Si une idée vient du manuel ou de la page institutionnelle, il faut l’attribuer.

5. Construire les références finales

  • bibliographie : référence du manuel ;
  • sitographie : référence de la page institutionnelle ;
  • note interne : seulement si l’autorisation existe et si la formulation respecte la confidentialité.

15. Conseils pratiques pour un rapport de stage ou un écrit professionnel

15.1 Pendant la recherche

  • tenir un tableau de suivi des sources ;
  • noter immédiatement les informations bibliographiques ;
  • enregistrer les liens avec leur titre ;
  • distinguer les sources publiques et les sources internes.

15.2 Pendant la rédaction

  • signaler les idées empruntées ;
  • reformuler avec rigueur ;
  • insérer les références au fil du texte ;
  • vérifier que chaque citation correspond à une source réelle.

15.3 Avant la remise

Faites une relecture ciblée avec cette grille :

Contrôle de la bibliographie

  • Les références sont-elles complètes ?
  • Sont-elles homogènes ?
  • Sont-elles classées clairement ?

Contrôle de la sitographie

  • Les organismes sont-ils identifiés ?
  • Les titres des pages sont-ils indiqués ?
  • Les liens sont-ils exploitables ?

Contrôle éthique

  • Ai-je attribué les idées empruntées ?
  • Ai-je protégé les informations confidentielles ?
  • Ai-je restitué loyalement les sources ?
  • Le lecteur comprend-il d’où viennent les informations ?
  • Mon document est-il sobre, clair et durable dans sa forme ?

Mémo de fin de leçon

À retenir absolument

  • Bibliographie = liste des ouvrages et publications utilisées.
  • Sitographie = liste des ressources en ligne utilisées.
  • Une référence doit être précise, homogène et utile.
  • La norme APA n’est pas exigée, mais la cohérence l’est.
  • Citer ses sources permet d’éviter le plagiat.
  • Un écrit professionnel doit respecter la confidentialité, la loyauté, la transparence et la durabilité.
  • Une bonne communication écrite professionnelle repose toujours sur le fond et la forme.

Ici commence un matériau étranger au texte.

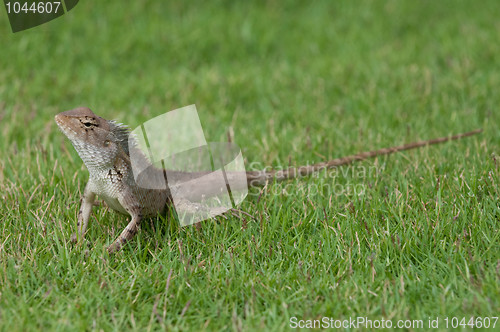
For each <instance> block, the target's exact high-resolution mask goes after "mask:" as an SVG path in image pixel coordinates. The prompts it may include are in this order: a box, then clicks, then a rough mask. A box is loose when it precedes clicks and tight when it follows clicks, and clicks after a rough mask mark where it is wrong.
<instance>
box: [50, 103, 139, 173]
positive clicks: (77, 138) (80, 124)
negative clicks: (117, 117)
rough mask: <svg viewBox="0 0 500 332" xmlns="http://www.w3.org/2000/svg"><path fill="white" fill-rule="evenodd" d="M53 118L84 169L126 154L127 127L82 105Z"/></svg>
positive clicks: (104, 162)
mask: <svg viewBox="0 0 500 332" xmlns="http://www.w3.org/2000/svg"><path fill="white" fill-rule="evenodd" d="M55 120H56V123H57V125H58V126H59V129H61V131H62V132H63V133H64V135H66V137H68V139H69V140H70V141H71V143H72V144H73V146H74V147H75V149H76V151H77V152H78V155H79V156H80V158H82V160H83V162H84V163H85V165H86V166H87V168H95V167H98V168H103V167H108V166H109V165H112V164H113V163H114V162H115V160H116V157H117V156H118V154H119V153H123V152H124V153H126V154H128V135H129V131H128V129H127V128H126V127H124V126H122V125H120V124H118V123H116V122H114V121H108V120H106V119H103V118H101V117H100V116H97V115H95V114H94V113H93V112H92V111H91V110H90V109H88V108H86V107H79V108H76V109H73V110H70V111H66V112H62V113H59V114H57V115H56V116H55Z"/></svg>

Formule de contrôle rapide

Avant de finaliser votre document, posez-vous 5 questions :

  1. D’où vient cette information ?
  2. Le lecteur peut-il retrouver la source ?
  3. Ai-je clairement distingué ma pensée et celle d’autrui ?
  4. Ai-je respecté la confidentialité ?
  5. Ma présentation est-elle claire, cohérente et sobre ?

Conclusion

Construire une bibliographie et une sitographie ne relève pas d’un simple habillage final. C’est une composante essentielle de la communication écrite professionnelle. Cette pratique manifeste la rigueur du rédacteur, sécurise l’usage des informations et renforce la crédibilité de l’écrit.

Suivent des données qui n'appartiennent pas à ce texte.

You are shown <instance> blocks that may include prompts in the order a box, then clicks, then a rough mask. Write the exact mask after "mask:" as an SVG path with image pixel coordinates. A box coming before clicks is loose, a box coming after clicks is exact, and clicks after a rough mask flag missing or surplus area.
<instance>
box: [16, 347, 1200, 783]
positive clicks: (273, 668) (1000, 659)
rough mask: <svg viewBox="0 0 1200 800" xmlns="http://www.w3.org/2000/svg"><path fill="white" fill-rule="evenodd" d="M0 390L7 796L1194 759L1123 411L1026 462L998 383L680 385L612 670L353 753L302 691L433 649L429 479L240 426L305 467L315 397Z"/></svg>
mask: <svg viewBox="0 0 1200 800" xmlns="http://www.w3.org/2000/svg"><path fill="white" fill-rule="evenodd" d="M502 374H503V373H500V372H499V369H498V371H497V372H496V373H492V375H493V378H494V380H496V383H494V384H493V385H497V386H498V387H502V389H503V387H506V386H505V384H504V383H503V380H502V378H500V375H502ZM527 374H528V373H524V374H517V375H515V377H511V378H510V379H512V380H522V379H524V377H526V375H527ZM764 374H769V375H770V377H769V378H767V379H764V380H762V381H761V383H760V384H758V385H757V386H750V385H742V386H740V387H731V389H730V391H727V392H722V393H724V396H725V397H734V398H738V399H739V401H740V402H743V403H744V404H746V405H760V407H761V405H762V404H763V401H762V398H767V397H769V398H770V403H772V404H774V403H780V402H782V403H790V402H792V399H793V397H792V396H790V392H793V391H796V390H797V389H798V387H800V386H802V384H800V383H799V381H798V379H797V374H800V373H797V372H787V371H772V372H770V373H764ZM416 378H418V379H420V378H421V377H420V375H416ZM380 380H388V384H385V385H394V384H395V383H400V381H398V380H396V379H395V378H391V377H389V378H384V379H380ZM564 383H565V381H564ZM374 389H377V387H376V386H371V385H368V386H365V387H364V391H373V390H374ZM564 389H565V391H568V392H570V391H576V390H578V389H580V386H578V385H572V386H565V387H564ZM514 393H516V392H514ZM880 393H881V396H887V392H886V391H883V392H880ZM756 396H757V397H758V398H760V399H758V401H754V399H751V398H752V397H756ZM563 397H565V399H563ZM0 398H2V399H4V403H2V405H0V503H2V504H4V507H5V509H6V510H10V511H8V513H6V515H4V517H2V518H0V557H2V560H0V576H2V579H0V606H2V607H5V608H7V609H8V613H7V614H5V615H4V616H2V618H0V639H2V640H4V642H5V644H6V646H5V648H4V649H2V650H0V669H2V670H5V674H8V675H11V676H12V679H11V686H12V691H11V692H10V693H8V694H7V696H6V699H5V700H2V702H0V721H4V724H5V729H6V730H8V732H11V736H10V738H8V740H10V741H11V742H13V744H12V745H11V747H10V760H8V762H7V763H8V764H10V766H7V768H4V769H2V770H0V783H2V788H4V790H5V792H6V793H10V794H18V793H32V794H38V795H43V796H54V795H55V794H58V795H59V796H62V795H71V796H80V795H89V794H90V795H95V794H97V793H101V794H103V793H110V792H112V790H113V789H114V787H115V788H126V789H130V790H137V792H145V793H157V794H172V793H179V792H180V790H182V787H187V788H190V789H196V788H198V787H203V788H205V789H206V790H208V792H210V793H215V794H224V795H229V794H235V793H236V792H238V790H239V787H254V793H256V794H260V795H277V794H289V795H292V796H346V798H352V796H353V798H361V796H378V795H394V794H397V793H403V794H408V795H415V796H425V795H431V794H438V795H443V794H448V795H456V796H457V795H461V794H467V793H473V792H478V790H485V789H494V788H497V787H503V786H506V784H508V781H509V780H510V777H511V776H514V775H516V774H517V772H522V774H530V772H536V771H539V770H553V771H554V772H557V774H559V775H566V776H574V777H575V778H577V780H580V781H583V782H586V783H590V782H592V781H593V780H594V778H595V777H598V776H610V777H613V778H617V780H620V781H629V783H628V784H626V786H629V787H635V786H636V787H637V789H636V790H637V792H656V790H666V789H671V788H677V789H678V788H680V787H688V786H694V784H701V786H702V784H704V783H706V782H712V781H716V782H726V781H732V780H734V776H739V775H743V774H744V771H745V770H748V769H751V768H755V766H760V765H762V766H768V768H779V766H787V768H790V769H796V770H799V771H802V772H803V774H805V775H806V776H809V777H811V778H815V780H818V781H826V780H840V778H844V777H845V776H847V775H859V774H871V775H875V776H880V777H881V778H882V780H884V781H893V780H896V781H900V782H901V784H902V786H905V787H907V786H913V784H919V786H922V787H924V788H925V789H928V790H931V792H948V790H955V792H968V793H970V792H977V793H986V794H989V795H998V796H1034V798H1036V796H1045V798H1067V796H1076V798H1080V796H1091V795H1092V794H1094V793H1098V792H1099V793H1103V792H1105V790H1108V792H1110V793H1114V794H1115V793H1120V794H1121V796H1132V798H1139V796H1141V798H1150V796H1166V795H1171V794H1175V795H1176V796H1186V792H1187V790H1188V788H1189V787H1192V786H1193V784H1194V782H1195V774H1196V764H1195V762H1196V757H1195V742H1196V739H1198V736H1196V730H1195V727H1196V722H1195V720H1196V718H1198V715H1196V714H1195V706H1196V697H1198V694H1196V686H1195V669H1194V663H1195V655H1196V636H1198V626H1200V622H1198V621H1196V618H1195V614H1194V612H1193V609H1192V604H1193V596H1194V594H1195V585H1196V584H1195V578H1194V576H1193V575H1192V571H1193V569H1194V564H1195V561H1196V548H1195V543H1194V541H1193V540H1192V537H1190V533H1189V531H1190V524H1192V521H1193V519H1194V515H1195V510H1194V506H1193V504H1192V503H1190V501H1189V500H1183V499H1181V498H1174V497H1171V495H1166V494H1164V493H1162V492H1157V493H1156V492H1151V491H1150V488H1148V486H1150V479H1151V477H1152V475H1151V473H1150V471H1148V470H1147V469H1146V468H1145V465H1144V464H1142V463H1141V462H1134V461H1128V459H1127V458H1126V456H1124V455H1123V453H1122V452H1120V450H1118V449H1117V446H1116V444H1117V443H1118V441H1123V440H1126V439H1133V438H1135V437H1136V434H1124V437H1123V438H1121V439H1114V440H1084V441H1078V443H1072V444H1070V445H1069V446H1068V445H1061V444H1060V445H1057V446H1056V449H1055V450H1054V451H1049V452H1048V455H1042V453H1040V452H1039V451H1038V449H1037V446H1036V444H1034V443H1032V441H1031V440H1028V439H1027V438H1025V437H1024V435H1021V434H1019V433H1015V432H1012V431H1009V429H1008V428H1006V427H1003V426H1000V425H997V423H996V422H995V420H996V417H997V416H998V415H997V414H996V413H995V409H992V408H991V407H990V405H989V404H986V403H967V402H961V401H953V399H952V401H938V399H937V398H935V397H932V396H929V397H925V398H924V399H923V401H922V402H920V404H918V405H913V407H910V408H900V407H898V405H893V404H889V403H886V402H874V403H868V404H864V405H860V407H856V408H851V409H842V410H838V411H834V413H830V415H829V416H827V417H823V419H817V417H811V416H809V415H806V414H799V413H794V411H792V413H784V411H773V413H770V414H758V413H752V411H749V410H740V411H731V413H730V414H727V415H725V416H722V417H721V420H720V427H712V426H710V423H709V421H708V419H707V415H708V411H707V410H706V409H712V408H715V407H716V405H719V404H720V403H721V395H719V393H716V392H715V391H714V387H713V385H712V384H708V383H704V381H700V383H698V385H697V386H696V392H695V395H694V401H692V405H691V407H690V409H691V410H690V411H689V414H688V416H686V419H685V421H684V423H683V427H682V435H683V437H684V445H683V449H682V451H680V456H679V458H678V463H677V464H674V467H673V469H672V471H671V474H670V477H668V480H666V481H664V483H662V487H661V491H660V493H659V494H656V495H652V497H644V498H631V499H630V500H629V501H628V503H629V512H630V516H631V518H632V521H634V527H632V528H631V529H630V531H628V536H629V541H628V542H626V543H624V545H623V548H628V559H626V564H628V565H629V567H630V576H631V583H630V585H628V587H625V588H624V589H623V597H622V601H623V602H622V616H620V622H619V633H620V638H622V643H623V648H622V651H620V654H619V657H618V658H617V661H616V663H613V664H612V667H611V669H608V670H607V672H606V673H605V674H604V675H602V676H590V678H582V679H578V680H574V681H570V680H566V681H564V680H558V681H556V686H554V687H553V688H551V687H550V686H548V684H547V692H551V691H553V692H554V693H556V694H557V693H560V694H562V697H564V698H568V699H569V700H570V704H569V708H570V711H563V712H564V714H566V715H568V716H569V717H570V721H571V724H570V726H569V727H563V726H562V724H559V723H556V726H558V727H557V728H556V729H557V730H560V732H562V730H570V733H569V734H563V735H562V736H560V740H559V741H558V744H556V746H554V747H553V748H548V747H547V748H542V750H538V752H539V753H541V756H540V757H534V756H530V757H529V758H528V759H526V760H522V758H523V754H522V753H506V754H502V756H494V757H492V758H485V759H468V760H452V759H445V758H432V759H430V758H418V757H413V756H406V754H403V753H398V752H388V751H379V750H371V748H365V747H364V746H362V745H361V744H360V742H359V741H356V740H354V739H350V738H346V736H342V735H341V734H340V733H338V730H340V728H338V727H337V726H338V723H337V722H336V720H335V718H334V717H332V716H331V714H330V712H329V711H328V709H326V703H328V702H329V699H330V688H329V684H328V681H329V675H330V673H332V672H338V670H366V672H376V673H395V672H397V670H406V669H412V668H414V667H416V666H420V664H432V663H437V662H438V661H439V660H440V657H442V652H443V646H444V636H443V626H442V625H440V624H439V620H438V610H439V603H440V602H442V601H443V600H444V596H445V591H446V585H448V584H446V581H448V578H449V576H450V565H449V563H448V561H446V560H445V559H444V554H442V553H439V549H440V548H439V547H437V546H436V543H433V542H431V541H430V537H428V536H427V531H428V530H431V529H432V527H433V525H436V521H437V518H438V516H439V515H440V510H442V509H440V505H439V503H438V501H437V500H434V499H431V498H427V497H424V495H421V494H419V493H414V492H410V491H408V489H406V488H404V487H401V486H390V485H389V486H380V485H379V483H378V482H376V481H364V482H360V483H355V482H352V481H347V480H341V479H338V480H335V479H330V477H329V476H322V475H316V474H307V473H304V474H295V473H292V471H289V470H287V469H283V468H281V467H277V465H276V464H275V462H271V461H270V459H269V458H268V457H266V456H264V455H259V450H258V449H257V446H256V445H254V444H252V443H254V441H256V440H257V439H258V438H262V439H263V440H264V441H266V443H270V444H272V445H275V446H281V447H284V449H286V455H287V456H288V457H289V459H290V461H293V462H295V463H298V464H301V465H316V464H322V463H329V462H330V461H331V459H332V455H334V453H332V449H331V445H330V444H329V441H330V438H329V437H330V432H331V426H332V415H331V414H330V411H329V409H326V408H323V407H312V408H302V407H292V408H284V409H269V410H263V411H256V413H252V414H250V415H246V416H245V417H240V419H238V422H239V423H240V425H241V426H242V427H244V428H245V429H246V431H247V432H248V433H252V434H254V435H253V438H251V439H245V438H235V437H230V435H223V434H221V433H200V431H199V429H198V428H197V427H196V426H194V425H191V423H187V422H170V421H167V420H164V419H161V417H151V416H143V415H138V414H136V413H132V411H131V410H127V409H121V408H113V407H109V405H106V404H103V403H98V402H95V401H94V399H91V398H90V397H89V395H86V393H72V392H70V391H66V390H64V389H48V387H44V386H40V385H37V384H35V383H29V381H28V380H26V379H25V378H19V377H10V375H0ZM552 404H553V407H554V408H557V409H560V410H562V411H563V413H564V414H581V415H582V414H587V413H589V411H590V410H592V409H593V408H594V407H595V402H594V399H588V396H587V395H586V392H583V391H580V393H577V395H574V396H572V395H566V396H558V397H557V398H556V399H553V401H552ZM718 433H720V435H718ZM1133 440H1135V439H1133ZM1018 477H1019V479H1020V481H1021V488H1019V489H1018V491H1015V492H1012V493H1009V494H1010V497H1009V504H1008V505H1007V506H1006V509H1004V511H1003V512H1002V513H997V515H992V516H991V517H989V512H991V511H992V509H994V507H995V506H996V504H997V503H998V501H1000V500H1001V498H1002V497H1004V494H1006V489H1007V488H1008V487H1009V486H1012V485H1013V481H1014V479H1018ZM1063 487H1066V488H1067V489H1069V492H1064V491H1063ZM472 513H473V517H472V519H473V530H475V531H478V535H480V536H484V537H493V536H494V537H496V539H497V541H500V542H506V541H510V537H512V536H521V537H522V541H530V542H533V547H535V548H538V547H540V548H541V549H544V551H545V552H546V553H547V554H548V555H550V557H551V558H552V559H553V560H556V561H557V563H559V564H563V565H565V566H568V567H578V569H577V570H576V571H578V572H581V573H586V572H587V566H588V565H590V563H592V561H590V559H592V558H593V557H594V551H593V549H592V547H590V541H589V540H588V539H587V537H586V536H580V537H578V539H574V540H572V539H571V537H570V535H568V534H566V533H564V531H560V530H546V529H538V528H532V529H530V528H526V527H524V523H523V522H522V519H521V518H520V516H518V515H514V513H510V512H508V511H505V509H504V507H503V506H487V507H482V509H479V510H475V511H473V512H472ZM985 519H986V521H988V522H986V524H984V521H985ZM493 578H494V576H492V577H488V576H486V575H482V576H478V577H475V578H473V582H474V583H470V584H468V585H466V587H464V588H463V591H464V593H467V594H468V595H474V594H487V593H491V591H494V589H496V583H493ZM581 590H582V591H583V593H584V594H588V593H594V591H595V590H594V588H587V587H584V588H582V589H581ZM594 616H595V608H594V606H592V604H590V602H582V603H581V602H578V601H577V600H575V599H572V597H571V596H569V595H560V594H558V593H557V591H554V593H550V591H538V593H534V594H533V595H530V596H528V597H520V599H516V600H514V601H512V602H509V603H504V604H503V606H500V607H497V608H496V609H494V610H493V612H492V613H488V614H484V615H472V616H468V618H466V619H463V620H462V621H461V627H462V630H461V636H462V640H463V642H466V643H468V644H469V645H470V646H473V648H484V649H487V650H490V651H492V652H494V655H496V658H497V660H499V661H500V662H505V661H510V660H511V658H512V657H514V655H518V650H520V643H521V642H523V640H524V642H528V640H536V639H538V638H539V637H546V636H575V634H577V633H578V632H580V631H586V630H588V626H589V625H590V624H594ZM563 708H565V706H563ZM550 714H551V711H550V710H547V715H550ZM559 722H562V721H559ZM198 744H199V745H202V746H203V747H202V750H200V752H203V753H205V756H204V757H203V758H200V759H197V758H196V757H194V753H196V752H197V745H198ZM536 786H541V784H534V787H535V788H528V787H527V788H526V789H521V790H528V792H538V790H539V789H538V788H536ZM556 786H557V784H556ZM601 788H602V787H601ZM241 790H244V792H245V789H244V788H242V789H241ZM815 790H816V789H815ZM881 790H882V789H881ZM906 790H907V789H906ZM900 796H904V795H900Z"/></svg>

Au-delà de la technique de présentation, l’enjeu est profondément professionnel et éthique : ne pas plagier, protéger les informations sensibles, restituer loyalement les sources, être transparent sur la méthode et produire des documents durables.

Un écrit bien référencé est donc un écrit :

  • plus fiable ;
  • plus lisible ;
  • plus professionnel ;
  • et plus respectueux des règles fondamentales de la communication écrite.